Status: Next steps involve evaluating how hospitals use and adopt suggested strategies and resources for implementing respiratory protection programs and practices. Three pilot studies, “Does the Air Exhaled From A PAPR Wearer Contaminate the Sterile Field in an Operating Room”, “Pilot Study to Characterize Constituents of Surgical Smoke in the Breathing Zone of Surgical Personnel” and “Assessment of the Use of Reusable Respirators (Nonfiltering Facepiece Respirators) in Healthcare Organizations” are also underway.

Point of Contact: CDC-INFO

Assessment of Elastomeric Respirators in Healthcare Environments

General Description: The project evaluates how reusable respiratory protective devices (RPDs) are used in healthcare workplaces. It assesses successful strategies to overcome barriers to using reusable RPD, and it determines workplace practices that adopted these strategies.

Relevance to worker safety and health: Data taken from a large medical system respiratory protection program with many elastomeric device users will be used to inform methods to meet surge capacity demands for RPDs during public health emergencies. The project promotes use of alternative NIOSH-certified respirators.

Key Findings: None to date.

Status: Awarded in September 2014 to Stella Hines, University of Maryland


Point of Contact: CDC-INFO

Projectile Fluid Resistance and Flammability of Respirators and Other Head/Facial Personal Protective Equipment

General Description: This project develops improved tests for how synthetic biological fluid penetrates through clothing and respirator materials. Healthcare workers use respirators and other head/facial personal protective equipment (PPE) to protect against infectious microorganisms. A knowledge gap exists in fluid resistance and flammability of respirators and other head/facial PPE. Experiments will help researchers better understand the factors (such as projectile fluid direction, velocity and volume, surface tension and viscosity of the synthetic blood or body fluid, and rigidity of the PPE device) affecting how respirators and head/facial PPE resist fluid. Also planned are studies on the flammability of respirators and head/facial PPE.

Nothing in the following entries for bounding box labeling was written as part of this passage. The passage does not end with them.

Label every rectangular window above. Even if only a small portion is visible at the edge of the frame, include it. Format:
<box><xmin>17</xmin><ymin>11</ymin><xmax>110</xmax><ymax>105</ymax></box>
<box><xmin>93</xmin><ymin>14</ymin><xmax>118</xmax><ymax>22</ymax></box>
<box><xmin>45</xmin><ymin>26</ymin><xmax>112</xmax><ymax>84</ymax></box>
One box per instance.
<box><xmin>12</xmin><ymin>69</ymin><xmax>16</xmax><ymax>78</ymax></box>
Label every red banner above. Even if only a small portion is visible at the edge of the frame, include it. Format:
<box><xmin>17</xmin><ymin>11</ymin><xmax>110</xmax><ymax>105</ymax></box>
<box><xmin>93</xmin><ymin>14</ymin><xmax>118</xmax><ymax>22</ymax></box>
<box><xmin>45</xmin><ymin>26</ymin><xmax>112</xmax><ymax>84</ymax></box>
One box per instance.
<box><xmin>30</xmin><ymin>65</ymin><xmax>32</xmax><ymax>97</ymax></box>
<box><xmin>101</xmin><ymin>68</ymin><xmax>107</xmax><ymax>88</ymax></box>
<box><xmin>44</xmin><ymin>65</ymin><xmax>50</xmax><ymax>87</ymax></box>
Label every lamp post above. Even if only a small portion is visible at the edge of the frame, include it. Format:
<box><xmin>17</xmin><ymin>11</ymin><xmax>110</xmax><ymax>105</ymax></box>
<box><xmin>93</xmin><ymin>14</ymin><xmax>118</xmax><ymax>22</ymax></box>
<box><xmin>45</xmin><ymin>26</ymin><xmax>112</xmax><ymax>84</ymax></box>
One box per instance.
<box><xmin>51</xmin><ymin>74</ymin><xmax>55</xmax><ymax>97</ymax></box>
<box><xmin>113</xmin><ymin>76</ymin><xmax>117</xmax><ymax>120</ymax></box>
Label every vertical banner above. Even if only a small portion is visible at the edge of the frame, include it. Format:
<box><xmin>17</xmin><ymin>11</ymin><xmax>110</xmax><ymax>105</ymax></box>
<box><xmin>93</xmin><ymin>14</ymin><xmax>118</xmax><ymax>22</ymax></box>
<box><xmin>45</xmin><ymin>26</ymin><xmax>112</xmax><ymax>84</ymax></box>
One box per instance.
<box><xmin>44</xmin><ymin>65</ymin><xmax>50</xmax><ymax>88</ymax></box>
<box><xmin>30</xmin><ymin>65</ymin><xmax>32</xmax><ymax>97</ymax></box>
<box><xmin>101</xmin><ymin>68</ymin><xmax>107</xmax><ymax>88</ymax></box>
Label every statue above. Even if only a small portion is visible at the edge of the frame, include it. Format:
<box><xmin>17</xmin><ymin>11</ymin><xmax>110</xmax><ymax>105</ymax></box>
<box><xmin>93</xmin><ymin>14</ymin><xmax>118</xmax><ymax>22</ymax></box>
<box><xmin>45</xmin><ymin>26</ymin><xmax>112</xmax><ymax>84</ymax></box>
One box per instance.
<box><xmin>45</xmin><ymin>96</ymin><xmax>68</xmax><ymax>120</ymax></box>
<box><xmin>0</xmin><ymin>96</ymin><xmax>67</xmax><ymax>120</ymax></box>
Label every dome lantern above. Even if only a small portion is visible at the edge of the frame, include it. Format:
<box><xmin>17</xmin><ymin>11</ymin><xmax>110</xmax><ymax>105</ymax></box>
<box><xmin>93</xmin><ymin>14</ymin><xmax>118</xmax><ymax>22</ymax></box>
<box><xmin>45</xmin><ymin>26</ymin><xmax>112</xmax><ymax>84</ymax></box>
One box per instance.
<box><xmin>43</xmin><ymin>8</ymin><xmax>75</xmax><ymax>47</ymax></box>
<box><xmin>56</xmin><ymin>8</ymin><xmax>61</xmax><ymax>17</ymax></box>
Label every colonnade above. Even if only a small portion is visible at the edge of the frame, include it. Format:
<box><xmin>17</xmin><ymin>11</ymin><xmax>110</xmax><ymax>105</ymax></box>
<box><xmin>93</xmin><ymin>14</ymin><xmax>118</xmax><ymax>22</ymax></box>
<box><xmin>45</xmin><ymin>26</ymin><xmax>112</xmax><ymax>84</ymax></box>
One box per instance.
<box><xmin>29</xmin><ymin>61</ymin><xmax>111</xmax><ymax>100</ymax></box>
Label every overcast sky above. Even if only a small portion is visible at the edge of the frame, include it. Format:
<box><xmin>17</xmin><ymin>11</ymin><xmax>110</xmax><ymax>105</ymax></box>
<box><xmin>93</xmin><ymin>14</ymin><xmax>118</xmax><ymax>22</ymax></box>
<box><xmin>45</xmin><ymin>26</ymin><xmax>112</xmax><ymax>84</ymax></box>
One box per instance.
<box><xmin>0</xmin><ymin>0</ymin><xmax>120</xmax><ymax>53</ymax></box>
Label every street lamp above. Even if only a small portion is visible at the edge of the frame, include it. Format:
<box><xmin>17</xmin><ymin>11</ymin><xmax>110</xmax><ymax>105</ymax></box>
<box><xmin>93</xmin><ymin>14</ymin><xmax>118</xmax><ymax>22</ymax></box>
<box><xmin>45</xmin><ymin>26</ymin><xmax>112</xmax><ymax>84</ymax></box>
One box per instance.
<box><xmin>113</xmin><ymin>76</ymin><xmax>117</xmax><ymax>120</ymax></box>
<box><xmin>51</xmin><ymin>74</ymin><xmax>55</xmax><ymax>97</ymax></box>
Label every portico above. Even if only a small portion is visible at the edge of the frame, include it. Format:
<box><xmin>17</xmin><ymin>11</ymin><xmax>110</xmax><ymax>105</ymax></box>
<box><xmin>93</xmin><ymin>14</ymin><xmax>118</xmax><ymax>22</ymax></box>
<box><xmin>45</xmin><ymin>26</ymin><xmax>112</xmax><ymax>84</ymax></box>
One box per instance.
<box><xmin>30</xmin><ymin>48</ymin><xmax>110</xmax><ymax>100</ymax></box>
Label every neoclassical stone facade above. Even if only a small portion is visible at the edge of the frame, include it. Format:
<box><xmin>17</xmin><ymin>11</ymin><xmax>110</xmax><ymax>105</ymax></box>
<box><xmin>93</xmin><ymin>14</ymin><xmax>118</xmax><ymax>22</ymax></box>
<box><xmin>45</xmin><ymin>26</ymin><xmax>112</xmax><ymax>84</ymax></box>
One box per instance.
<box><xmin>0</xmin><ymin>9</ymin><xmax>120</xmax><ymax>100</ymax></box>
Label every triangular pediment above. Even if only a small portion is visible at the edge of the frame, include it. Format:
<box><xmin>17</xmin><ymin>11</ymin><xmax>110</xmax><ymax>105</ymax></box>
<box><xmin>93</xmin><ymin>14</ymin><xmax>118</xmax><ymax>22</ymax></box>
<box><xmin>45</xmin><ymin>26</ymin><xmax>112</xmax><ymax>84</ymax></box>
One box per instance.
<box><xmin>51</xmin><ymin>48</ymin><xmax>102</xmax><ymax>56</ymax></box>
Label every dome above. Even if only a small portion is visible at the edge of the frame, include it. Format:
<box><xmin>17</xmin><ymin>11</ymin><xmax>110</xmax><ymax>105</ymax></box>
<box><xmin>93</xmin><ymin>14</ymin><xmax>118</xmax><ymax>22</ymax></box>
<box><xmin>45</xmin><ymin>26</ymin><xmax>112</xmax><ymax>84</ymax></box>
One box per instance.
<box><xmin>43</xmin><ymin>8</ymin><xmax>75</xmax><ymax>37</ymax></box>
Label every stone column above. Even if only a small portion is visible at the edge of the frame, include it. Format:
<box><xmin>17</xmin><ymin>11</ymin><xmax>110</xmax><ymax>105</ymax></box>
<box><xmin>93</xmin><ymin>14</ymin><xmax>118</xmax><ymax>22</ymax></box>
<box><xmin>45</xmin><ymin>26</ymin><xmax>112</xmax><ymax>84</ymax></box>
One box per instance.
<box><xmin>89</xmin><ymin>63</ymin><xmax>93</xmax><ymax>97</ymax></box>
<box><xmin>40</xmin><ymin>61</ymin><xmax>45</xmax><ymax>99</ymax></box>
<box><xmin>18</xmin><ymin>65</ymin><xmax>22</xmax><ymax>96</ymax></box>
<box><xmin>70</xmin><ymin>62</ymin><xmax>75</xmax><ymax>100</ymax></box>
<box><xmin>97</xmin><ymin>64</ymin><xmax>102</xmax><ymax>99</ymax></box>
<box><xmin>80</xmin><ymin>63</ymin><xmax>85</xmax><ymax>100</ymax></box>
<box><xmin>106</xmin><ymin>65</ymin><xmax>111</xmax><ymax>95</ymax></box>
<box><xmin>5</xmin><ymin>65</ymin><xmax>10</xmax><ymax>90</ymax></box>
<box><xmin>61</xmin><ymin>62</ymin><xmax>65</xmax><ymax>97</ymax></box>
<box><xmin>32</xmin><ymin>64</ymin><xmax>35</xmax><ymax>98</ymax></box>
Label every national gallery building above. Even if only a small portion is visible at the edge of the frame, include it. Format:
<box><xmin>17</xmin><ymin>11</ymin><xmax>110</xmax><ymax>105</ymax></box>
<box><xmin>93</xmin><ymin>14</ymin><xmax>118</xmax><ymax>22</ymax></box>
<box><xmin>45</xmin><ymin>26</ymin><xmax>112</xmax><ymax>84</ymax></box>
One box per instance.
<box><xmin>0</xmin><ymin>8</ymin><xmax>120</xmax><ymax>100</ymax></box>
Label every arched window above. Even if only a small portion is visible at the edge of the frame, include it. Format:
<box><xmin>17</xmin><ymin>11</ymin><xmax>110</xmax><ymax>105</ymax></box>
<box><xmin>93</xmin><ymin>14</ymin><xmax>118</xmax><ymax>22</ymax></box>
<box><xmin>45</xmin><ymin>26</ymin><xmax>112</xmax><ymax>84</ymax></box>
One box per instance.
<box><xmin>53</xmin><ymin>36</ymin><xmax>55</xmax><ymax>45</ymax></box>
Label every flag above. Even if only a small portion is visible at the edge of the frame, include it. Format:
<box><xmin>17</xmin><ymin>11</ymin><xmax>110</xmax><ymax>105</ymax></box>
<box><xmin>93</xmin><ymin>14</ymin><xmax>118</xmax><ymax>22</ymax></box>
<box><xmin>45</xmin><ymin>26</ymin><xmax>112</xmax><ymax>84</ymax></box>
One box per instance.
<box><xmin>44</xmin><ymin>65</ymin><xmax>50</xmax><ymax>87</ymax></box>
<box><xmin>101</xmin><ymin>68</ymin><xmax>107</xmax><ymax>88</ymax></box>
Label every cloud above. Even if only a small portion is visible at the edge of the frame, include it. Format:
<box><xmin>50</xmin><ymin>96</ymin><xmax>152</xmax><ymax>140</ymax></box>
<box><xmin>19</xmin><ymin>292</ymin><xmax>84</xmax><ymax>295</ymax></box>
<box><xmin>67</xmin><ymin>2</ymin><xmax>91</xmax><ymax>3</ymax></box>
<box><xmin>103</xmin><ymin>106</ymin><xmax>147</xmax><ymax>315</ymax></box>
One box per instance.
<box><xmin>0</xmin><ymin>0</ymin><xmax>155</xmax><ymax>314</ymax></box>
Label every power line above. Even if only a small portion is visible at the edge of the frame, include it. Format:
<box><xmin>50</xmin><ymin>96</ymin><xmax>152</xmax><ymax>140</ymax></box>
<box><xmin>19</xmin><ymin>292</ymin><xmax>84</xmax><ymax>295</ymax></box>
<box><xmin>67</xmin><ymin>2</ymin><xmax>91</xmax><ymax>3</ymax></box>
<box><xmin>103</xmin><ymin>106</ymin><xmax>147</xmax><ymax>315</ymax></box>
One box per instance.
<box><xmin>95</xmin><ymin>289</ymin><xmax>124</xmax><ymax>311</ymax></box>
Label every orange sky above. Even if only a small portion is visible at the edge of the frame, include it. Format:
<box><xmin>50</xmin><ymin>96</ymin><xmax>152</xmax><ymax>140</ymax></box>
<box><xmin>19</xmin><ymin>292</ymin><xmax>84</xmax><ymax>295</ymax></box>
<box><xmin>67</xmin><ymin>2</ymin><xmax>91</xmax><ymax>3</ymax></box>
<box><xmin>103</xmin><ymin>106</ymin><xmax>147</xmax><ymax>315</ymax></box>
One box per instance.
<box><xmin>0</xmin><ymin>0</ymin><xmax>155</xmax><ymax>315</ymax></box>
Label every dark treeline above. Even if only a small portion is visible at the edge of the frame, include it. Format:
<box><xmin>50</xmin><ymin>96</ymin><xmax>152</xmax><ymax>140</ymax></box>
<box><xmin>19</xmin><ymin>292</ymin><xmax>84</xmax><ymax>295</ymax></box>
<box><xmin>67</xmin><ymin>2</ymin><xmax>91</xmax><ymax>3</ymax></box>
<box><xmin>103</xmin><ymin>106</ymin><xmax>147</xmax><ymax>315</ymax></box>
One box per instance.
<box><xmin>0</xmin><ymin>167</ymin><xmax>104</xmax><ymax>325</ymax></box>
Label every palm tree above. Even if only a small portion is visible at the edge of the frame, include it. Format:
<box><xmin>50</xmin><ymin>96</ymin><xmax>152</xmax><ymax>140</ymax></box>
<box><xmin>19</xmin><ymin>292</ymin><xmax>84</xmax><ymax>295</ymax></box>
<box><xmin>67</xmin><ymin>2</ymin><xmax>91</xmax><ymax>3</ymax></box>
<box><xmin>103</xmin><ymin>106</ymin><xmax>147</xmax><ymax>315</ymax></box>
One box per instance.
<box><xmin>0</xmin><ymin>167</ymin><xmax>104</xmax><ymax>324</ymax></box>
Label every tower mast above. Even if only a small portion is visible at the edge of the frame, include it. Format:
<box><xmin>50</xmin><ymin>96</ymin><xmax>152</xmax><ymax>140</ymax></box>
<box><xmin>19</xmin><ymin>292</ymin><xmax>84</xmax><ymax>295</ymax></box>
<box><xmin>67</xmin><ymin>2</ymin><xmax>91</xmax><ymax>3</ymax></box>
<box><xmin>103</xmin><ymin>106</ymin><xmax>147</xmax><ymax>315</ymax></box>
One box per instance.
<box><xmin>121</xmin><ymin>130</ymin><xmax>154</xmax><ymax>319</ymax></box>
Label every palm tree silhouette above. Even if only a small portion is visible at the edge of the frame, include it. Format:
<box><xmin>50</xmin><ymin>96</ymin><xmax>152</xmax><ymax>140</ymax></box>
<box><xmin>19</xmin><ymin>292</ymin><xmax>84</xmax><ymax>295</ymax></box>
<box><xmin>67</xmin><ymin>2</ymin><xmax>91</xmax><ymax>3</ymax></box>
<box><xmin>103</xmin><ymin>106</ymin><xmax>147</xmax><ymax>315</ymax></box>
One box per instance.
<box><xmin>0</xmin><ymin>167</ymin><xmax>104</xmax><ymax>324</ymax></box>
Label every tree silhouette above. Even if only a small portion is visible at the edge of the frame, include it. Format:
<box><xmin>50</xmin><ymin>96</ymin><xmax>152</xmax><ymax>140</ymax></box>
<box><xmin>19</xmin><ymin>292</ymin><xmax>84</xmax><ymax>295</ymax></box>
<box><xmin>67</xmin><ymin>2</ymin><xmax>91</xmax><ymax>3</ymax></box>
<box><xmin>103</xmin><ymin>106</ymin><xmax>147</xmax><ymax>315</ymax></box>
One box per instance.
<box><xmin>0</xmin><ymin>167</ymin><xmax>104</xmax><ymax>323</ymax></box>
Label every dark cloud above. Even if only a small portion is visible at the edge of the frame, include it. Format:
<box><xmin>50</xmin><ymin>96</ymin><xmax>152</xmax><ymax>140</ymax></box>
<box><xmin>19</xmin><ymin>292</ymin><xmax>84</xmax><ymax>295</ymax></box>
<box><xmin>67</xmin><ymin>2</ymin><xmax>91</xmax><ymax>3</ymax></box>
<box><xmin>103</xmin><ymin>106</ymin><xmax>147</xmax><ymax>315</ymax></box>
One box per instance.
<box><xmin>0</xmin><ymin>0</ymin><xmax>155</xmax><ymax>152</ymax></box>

Relevance to worker safety and health: Study findings can improve test methods for respirators and other types of PPE. NIOSH will use products, such as articles and presentations, to support improving the American Society for Testing and Materials ( ASTM) F1862 standard test method (for resistance of medical face masks to penetration by synthetic blood). The project’s research will also be used to support the CDC activities on emerging infectious disease transmissions.

Key Findings: Results of a pilot study have been published.

Status: A pilot study, “Fluid Resistance Properties of non-FDA cleared FFRs [filtering facepiece respirators]” has been completed. A new start was funded to continue the work. This project should be completed by September 2018.